C’est donc non seulement incorrect, mais en plus le timing est terriblement mauvais. Cela lui vaut une volée de bois vert. Les critiques pleuvent, y compris dans son propre camp. On lui reproche son amateurisme en matière de politique étrangère et d’avoir exploité la crise par pur opportunisme alors que d’habitude en cas d’attaque contre le pays, républicains comme démocrates serrent les rangs et montrent un front uni.
Ces déclarations démontrent une “insensibilité et un manque de jugement sur ce qui se passe”, juge John Kerry, l’ex-candidat à la présidentielle. Le président Obama est encore plus dur : “Le gouverneur Romney semble avoir une tendance à tirer d’abord et viser ensuite”, lâche-t-il. “En tant que président, l’une des choses que j’ai apprises est que l’on ne peut pas faire cela. Il est important de s’assurer que les déclarations que vous effectuez sont soutenues par les faits, et que vous avez pensé à toutes les conséquences avant de les prononcer.”
“Jours difficiles”
Mitt Romney tempère un peu ses critiques les jours suivants, mais les républicains, eux, en rajoutent. “Le président Obama a clairement surpassé l’ex-président Jimmy Carter et ses actions pendant la crise de l’ambassade en Iran, comme la personne la plus faible et la plus inefficace à avoir jamais occupé la Maison-Blanche”, clame Allen West, un représentant de Floride, dans le Huffington Post. “S’excuser pour l’Amérique, apaiser nos ennemis, abandonner nos alliés et couper dans les dépenses militaires sont la marque de fabrique de la politique étrangère d’Obama,” écrit Liz Cheney, la fille de l’ex-vice président de George Bush, dans le Wall Street Journal.

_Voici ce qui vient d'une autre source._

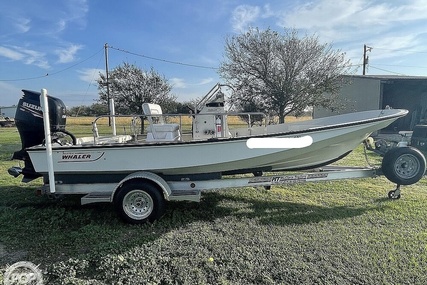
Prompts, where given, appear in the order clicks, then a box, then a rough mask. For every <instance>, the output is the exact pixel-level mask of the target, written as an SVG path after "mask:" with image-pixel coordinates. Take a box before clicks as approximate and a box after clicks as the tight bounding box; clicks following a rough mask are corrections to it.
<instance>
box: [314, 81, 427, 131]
mask: <svg viewBox="0 0 427 285" xmlns="http://www.w3.org/2000/svg"><path fill="white" fill-rule="evenodd" d="M348 79H349V82H350V84H347V85H344V86H343V87H342V89H341V92H340V94H339V102H340V103H341V104H342V105H343V106H344V108H343V109H340V110H339V111H336V112H331V111H329V110H326V109H320V108H315V110H314V114H313V117H314V118H320V117H325V116H330V115H334V114H344V113H350V112H355V111H365V110H372V109H384V108H386V107H387V106H389V107H391V108H394V109H407V110H409V114H408V115H407V116H406V117H404V118H401V119H399V120H397V121H396V122H394V123H393V124H391V125H390V126H389V127H387V128H386V129H384V130H382V132H398V131H408V130H412V129H413V127H414V126H415V125H416V124H420V123H425V124H427V77H425V76H397V75H391V76H390V75H352V76H348Z"/></svg>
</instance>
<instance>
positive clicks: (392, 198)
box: [388, 190, 400, 200]
mask: <svg viewBox="0 0 427 285" xmlns="http://www.w3.org/2000/svg"><path fill="white" fill-rule="evenodd" d="M388 198H389V199H392V200H398V199H400V193H399V194H397V193H396V190H391V191H390V192H388Z"/></svg>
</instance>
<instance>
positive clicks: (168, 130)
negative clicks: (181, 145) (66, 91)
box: [142, 103, 181, 142]
mask: <svg viewBox="0 0 427 285" xmlns="http://www.w3.org/2000/svg"><path fill="white" fill-rule="evenodd" d="M142 111H143V112H144V115H146V116H147V119H148V121H149V122H150V126H149V127H148V128H147V142H156V141H179V140H180V139H181V134H180V131H179V124H165V122H164V119H163V116H162V115H163V113H162V108H161V107H160V105H158V104H151V103H144V104H142Z"/></svg>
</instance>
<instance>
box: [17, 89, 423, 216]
mask: <svg viewBox="0 0 427 285" xmlns="http://www.w3.org/2000/svg"><path fill="white" fill-rule="evenodd" d="M41 93H42V97H41V99H40V101H41V103H42V104H41V105H42V107H43V117H44V120H43V121H44V123H45V128H44V130H45V145H46V149H47V151H46V155H47V163H48V166H49V167H48V168H49V172H48V174H49V175H48V177H45V178H44V185H43V186H42V189H41V191H40V192H41V193H42V194H46V195H49V196H53V197H59V196H62V195H82V197H81V204H82V205H84V204H90V203H99V202H108V203H113V204H114V206H115V208H116V210H117V212H118V214H119V215H120V217H121V218H122V219H123V220H124V221H126V222H128V223H133V224H141V223H145V222H147V221H148V222H153V221H154V220H156V219H158V218H160V217H161V216H162V215H163V213H164V210H165V201H179V200H187V201H197V202H198V201H200V197H201V192H202V191H207V190H214V189H225V188H238V187H265V188H267V189H269V188H270V187H271V186H275V185H292V184H295V183H303V182H321V181H330V180H339V179H352V178H369V177H376V176H379V175H384V176H386V178H387V179H388V180H390V181H391V182H393V183H395V184H396V185H397V186H396V188H395V189H394V190H391V191H390V192H388V197H389V198H390V199H399V198H400V197H401V190H400V188H401V185H411V184H414V183H416V182H418V181H419V180H420V179H421V178H422V177H423V176H424V173H425V171H426V159H425V157H424V155H423V154H422V153H421V152H420V151H419V150H418V149H416V148H413V147H408V146H405V147H397V148H394V149H391V150H389V151H388V152H386V153H385V154H384V157H383V160H382V164H381V167H377V168H375V167H364V168H356V167H331V166H327V167H323V168H319V169H317V170H315V171H310V172H295V173H289V174H283V173H279V174H278V173H273V174H270V175H266V176H264V175H263V172H262V171H255V172H253V176H251V177H248V176H246V177H237V178H236V176H232V175H224V176H223V175H222V173H210V174H206V175H204V174H203V175H180V176H178V177H177V176H172V177H170V176H161V175H160V174H156V173H154V172H150V171H136V172H133V173H131V174H128V175H127V176H126V177H124V178H120V179H121V180H120V181H114V182H111V183H75V184H74V183H73V184H71V183H62V182H61V181H60V180H55V172H54V169H53V165H52V146H51V138H50V135H51V132H50V125H49V109H48V107H47V106H48V102H47V91H46V90H45V89H43V90H42V92H41ZM365 156H366V155H365ZM266 171H267V170H266ZM15 172H16V173H15ZM10 173H11V174H12V175H14V174H19V172H18V170H14V168H12V169H10ZM117 180H119V179H117Z"/></svg>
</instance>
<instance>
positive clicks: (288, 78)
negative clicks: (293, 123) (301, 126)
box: [219, 29, 351, 123]
mask: <svg viewBox="0 0 427 285" xmlns="http://www.w3.org/2000/svg"><path fill="white" fill-rule="evenodd" d="M225 57H226V59H225V60H224V61H223V62H222V63H221V66H220V69H219V73H220V75H221V76H222V77H223V78H224V79H225V80H226V81H227V84H229V85H231V86H233V88H234V90H235V92H234V93H233V95H232V96H231V102H232V104H234V106H235V107H236V108H239V109H240V110H244V109H245V108H247V106H248V105H249V106H251V109H254V108H255V109H256V111H260V112H265V113H268V114H270V115H278V116H279V122H281V123H283V122H284V120H285V116H286V115H287V114H289V113H291V112H293V114H296V115H299V114H302V113H303V112H304V109H305V108H306V107H307V106H311V107H314V106H322V107H325V108H329V109H334V108H337V107H339V106H337V105H336V104H334V103H335V102H336V101H337V100H335V98H336V96H337V94H338V91H339V90H340V88H341V87H342V84H343V83H344V80H345V79H344V77H343V76H342V75H345V74H348V73H349V71H350V68H351V65H350V61H349V60H346V59H345V54H344V53H342V52H341V51H340V50H333V49H332V45H331V44H321V43H319V40H318V38H317V37H316V36H307V35H306V36H304V37H302V38H300V37H298V32H297V31H296V30H294V29H292V30H288V29H285V32H284V34H279V33H277V32H275V31H272V30H270V29H267V30H265V31H260V30H259V29H251V30H249V31H248V32H246V33H244V34H240V35H236V36H232V37H231V38H227V39H226V43H225ZM254 103H255V105H256V106H255V107H254V106H253V104H254Z"/></svg>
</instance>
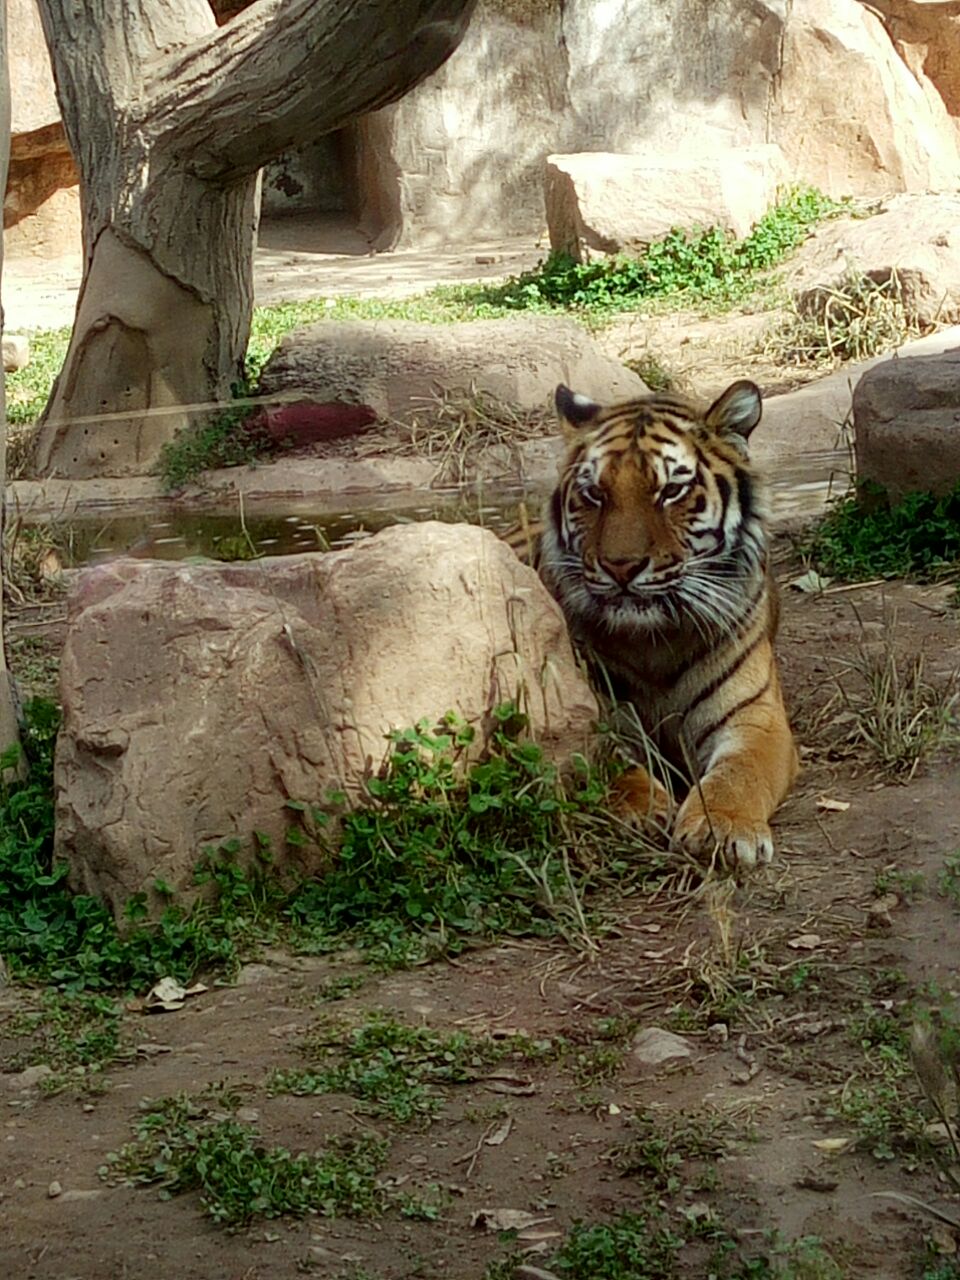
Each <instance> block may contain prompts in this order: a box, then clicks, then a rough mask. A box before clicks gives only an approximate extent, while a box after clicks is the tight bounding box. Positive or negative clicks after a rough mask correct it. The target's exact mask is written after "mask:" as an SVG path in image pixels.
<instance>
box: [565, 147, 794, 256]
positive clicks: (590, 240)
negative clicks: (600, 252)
mask: <svg viewBox="0 0 960 1280" xmlns="http://www.w3.org/2000/svg"><path fill="white" fill-rule="evenodd" d="M786 178H787V173H786V166H785V161H783V154H782V152H781V150H780V147H776V146H753V147H736V148H726V150H724V148H718V147H716V146H714V147H712V148H710V150H709V151H703V152H700V154H694V155H677V154H676V152H662V154H657V152H649V151H644V152H643V154H641V155H612V154H611V152H604V151H596V152H584V154H580V155H553V156H548V157H547V174H545V186H544V196H545V204H547V225H548V228H549V232H550V244H552V247H553V248H554V250H558V251H562V252H564V253H570V255H571V257H575V259H577V260H580V259H581V256H582V250H584V248H588V250H599V251H602V252H604V253H617V252H621V251H636V250H640V248H643V247H644V246H645V244H649V243H650V242H652V241H655V239H660V238H662V237H663V236H666V234H667V233H668V232H669V230H672V229H673V228H675V227H678V228H681V229H682V230H694V229H696V228H707V227H723V228H724V229H727V230H731V232H733V234H735V236H736V237H737V238H741V237H744V236H748V234H749V232H750V228H751V227H753V224H754V223H755V221H756V220H758V219H759V218H762V216H763V215H764V214H765V212H767V210H768V209H769V207H771V205H773V204H776V200H777V188H778V187H780V186H782V184H783V183H785V180H786Z"/></svg>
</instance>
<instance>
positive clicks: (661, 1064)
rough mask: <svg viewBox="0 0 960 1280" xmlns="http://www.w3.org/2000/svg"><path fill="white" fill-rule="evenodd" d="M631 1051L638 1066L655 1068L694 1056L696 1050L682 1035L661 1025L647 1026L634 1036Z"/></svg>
mask: <svg viewBox="0 0 960 1280" xmlns="http://www.w3.org/2000/svg"><path fill="white" fill-rule="evenodd" d="M631 1053H632V1059H634V1061H635V1062H636V1065H637V1066H645V1068H655V1066H663V1065H664V1064H666V1062H677V1061H681V1060H682V1059H686V1057H692V1055H694V1051H692V1047H691V1044H690V1042H689V1041H685V1039H684V1037H682V1036H677V1034H675V1033H673V1032H667V1030H663V1028H660V1027H645V1028H644V1029H643V1030H640V1032H637V1033H636V1036H635V1037H634V1043H632V1046H631Z"/></svg>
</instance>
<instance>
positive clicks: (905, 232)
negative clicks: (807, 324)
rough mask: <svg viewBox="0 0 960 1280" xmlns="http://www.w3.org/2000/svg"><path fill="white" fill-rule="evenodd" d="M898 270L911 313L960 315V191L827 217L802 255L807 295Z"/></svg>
mask: <svg viewBox="0 0 960 1280" xmlns="http://www.w3.org/2000/svg"><path fill="white" fill-rule="evenodd" d="M893 271H896V275H897V279H899V288H900V293H901V296H902V298H904V305H905V307H906V312H908V315H909V317H910V319H911V320H914V321H915V323H916V324H919V325H922V326H924V328H925V326H929V325H933V324H938V323H945V324H956V323H957V321H960V196H959V195H941V196H937V195H928V196H892V197H891V198H890V200H886V201H883V205H882V206H881V211H879V212H877V214H874V215H873V216H870V218H840V219H837V220H836V221H831V223H824V224H823V225H822V227H819V228H818V230H817V234H815V236H814V237H813V238H812V239H810V241H808V242H806V244H804V247H803V248H801V250H800V252H799V253H797V256H796V260H795V274H794V276H792V279H791V283H792V285H794V288H795V289H797V292H799V293H800V294H804V293H805V292H808V291H813V289H817V288H822V287H824V285H826V287H828V288H832V287H836V285H838V284H841V283H842V280H844V278H845V276H846V275H849V274H851V273H855V274H860V275H867V276H869V278H870V279H872V280H876V282H877V283H878V284H883V283H886V282H887V280H888V279H890V278H891V275H892V274H893Z"/></svg>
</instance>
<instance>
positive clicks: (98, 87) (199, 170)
mask: <svg viewBox="0 0 960 1280" xmlns="http://www.w3.org/2000/svg"><path fill="white" fill-rule="evenodd" d="M475 3H476V0H259V3H257V4H253V5H252V6H251V8H250V9H246V10H244V12H243V13H241V14H238V15H237V17H236V18H233V19H232V20H230V22H228V23H227V26H224V27H221V28H216V27H215V23H214V18H212V14H211V10H210V6H209V4H207V3H206V0H84V4H82V5H78V4H76V0H38V6H40V13H41V18H42V22H44V29H45V33H46V38H47V45H49V49H50V55H51V60H52V64H54V77H55V81H56V88H58V97H59V101H60V110H61V114H63V119H64V127H65V129H67V134H68V138H69V141H70V146H72V148H73V154H74V156H76V159H77V164H78V168H79V172H81V193H82V212H83V252H84V274H83V283H82V285H81V293H79V300H78V303H77V316H76V321H74V329H73V337H72V340H70V346H69V349H68V353H67V360H65V364H64V367H63V370H61V372H60V376H59V378H58V380H56V383H55V385H54V390H52V393H51V397H50V402H49V404H47V407H46V411H45V415H44V419H42V422H41V429H40V434H38V438H37V443H36V448H35V456H33V467H35V470H36V471H37V472H38V474H41V475H64V476H76V477H82V476H93V475H129V474H137V472H143V471H146V470H150V467H151V466H152V463H154V462H155V461H156V458H157V456H159V453H160V449H161V447H163V444H164V443H165V442H166V440H169V439H172V438H173V435H175V433H177V430H178V429H179V428H182V426H183V425H186V422H187V420H188V416H189V411H188V410H184V406H191V404H204V403H209V402H210V401H225V399H228V398H229V397H230V393H232V385H233V384H234V383H237V381H239V380H241V378H242V365H243V356H244V352H246V346H247V338H248V334H250V317H251V311H252V261H253V243H255V236H256V224H257V173H259V170H260V169H261V168H262V165H264V164H265V163H266V161H269V160H271V159H274V157H275V156H276V155H279V154H280V152H282V151H283V150H285V148H288V147H291V146H296V145H298V143H302V142H306V141H310V140H312V138H316V137H320V136H321V134H324V133H329V132H332V131H334V129H338V128H340V127H342V125H343V124H346V123H347V122H348V120H349V119H352V118H353V116H356V115H360V114H362V113H366V111H370V110H375V109H376V108H380V106H384V105H385V104H387V102H392V101H394V100H396V99H398V97H401V96H402V95H403V93H406V92H407V91H408V90H411V88H412V87H413V86H415V84H417V83H419V82H420V81H421V79H424V78H425V77H426V76H429V74H430V72H433V70H435V69H436V68H438V67H439V65H440V64H442V63H443V61H444V60H445V59H447V58H448V56H449V54H452V52H453V50H454V49H456V47H457V45H458V44H460V40H461V38H462V36H463V33H465V32H466V28H467V24H468V22H470V17H471V14H472V10H474V6H475Z"/></svg>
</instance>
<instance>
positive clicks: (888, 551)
mask: <svg viewBox="0 0 960 1280" xmlns="http://www.w3.org/2000/svg"><path fill="white" fill-rule="evenodd" d="M800 549H801V552H803V553H804V554H805V556H808V557H809V558H810V559H812V561H813V563H814V564H815V566H817V567H818V568H819V570H820V572H823V573H828V575H831V576H832V577H840V579H845V580H847V581H859V580H861V579H869V577H918V579H922V580H923V579H932V577H941V576H942V575H945V573H948V572H954V571H955V570H956V568H957V564H959V563H960V484H957V485H955V486H954V489H951V492H950V493H947V494H943V495H941V497H936V495H934V494H932V493H913V494H909V495H908V497H906V498H904V500H902V502H900V503H895V504H891V503H890V502H888V499H887V497H886V494H884V492H883V490H882V489H879V488H878V486H877V485H872V484H868V483H864V484H861V485H860V486H859V489H858V492H856V493H855V494H852V495H850V497H846V498H842V499H841V500H840V502H837V503H836V504H835V506H833V508H832V509H831V511H829V512H828V513H827V516H826V517H824V518H823V521H822V522H820V524H819V525H818V526H817V527H815V529H814V531H813V532H812V535H810V536H809V538H808V539H805V540H804V543H803V544H801V547H800Z"/></svg>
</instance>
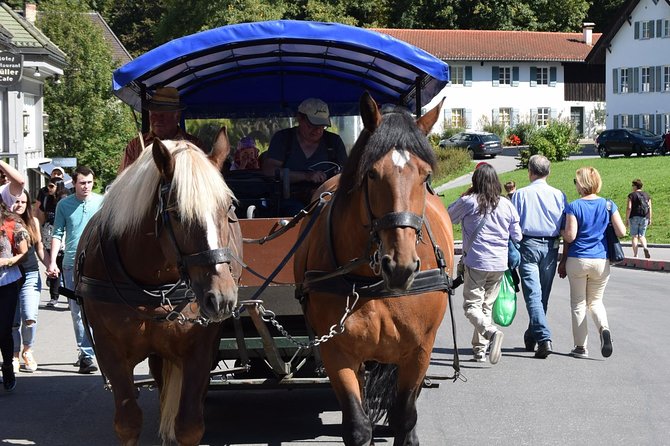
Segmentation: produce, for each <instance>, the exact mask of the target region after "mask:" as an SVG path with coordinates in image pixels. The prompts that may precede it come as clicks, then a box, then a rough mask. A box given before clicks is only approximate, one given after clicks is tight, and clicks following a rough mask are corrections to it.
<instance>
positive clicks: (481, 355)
mask: <svg viewBox="0 0 670 446" xmlns="http://www.w3.org/2000/svg"><path fill="white" fill-rule="evenodd" d="M474 360H475V362H486V352H475V354H474Z"/></svg>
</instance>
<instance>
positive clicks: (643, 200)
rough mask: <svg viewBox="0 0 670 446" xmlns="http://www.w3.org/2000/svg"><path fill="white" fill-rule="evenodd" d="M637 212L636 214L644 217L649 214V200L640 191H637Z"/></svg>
mask: <svg viewBox="0 0 670 446" xmlns="http://www.w3.org/2000/svg"><path fill="white" fill-rule="evenodd" d="M636 195H637V212H636V214H638V215H640V216H642V217H645V216H647V214H649V201H647V197H646V196H645V194H642V193H639V192H638V193H637V194H636Z"/></svg>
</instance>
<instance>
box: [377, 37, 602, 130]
mask: <svg viewBox="0 0 670 446" xmlns="http://www.w3.org/2000/svg"><path fill="white" fill-rule="evenodd" d="M592 29H593V24H585V26H584V30H583V32H582V33H552V32H530V31H478V30H410V29H378V30H377V31H379V32H383V33H386V34H389V35H391V36H393V37H396V38H398V39H401V40H404V41H406V42H408V43H410V44H413V45H415V46H417V47H419V48H422V49H424V50H425V51H427V52H429V53H431V54H433V55H434V56H436V57H439V58H440V59H442V60H444V61H446V62H447V63H448V64H449V66H450V71H451V83H450V85H448V86H447V87H445V89H444V90H443V91H442V92H441V94H439V95H438V96H437V97H436V98H435V99H434V100H433V102H431V104H429V105H428V106H427V107H426V108H430V107H431V106H432V105H434V104H435V103H437V101H439V100H441V99H442V97H446V101H445V105H444V109H443V113H444V120H443V122H442V123H441V124H442V126H441V127H442V128H443V127H445V126H446V127H449V126H451V127H465V128H468V129H475V130H480V129H481V128H482V127H483V126H484V125H485V124H488V123H499V124H503V125H505V126H510V125H514V124H516V123H519V122H531V123H535V124H538V125H540V126H543V125H546V123H547V122H548V121H549V120H550V119H557V118H558V119H572V120H573V121H574V122H575V124H576V125H577V128H578V130H579V132H580V133H581V134H583V135H585V136H594V135H595V134H596V133H597V131H599V130H601V129H602V128H603V127H604V123H603V122H602V119H599V118H600V117H601V116H603V115H604V100H605V97H604V85H605V84H604V67H603V66H598V65H595V64H594V65H586V64H585V63H584V60H585V59H586V57H587V56H588V54H589V52H590V51H591V49H592V48H593V43H595V42H596V41H597V40H598V38H599V37H600V34H593V33H592ZM440 130H441V128H440V127H439V126H438V125H436V127H435V128H434V131H440Z"/></svg>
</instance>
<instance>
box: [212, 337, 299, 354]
mask: <svg viewBox="0 0 670 446" xmlns="http://www.w3.org/2000/svg"><path fill="white" fill-rule="evenodd" d="M272 339H273V340H274V345H275V346H276V347H277V348H289V349H296V348H297V347H298V346H297V345H295V344H294V343H293V342H291V341H290V340H289V339H287V338H285V337H273V338H272ZM293 339H295V340H296V341H298V342H301V343H303V344H308V343H309V337H308V336H294V337H293ZM244 344H245V346H246V348H247V350H256V349H260V350H262V349H263V339H262V338H260V337H254V338H247V337H245V338H244ZM239 348H240V347H239V345H238V344H237V340H236V339H234V338H224V339H221V340H220V341H219V351H238V350H239Z"/></svg>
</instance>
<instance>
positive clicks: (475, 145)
mask: <svg viewBox="0 0 670 446" xmlns="http://www.w3.org/2000/svg"><path fill="white" fill-rule="evenodd" d="M440 147H442V148H448V147H460V148H462V149H465V150H467V151H468V153H469V154H470V158H474V157H477V156H484V155H490V156H491V158H495V156H496V155H497V154H499V153H502V143H501V142H500V138H498V135H496V134H494V133H487V132H461V133H456V134H455V135H454V136H452V137H451V138H447V139H443V140H441V141H440Z"/></svg>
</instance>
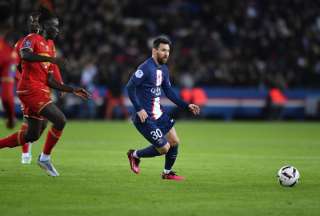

Est-ce que cela suffira à faire oublier les gaffes de Romney et à lui assurer la victoire en novembre ? Une chose est sûre. En quelques heures, la campagne a changé du tout au tout. La politique étrangère, qui était jusqu’ici la dernière des préoccupations des Américains, est passée au premier plan et a introduit une sacrée dose d’incertitude.
Pour Barack Obama, c’est un test. À moins de deux mois du scrutin, il se retrouve avec une crise au Moyen-Orient, sans parler des tensions avec Israël et l’Iran. Les attaques contre les ambassades remettent en question les positions vis-à-vis des pays arabes et de l’Égypte notamment. Et puis si les émeutes augmentent, jusqu’à quel point l’opinion américaine est-elle prête à durcir le ton ? À la cérémonie du retour des corps des quatre Américains, le président a reconnu que l’on vivait “des jours difficiles”.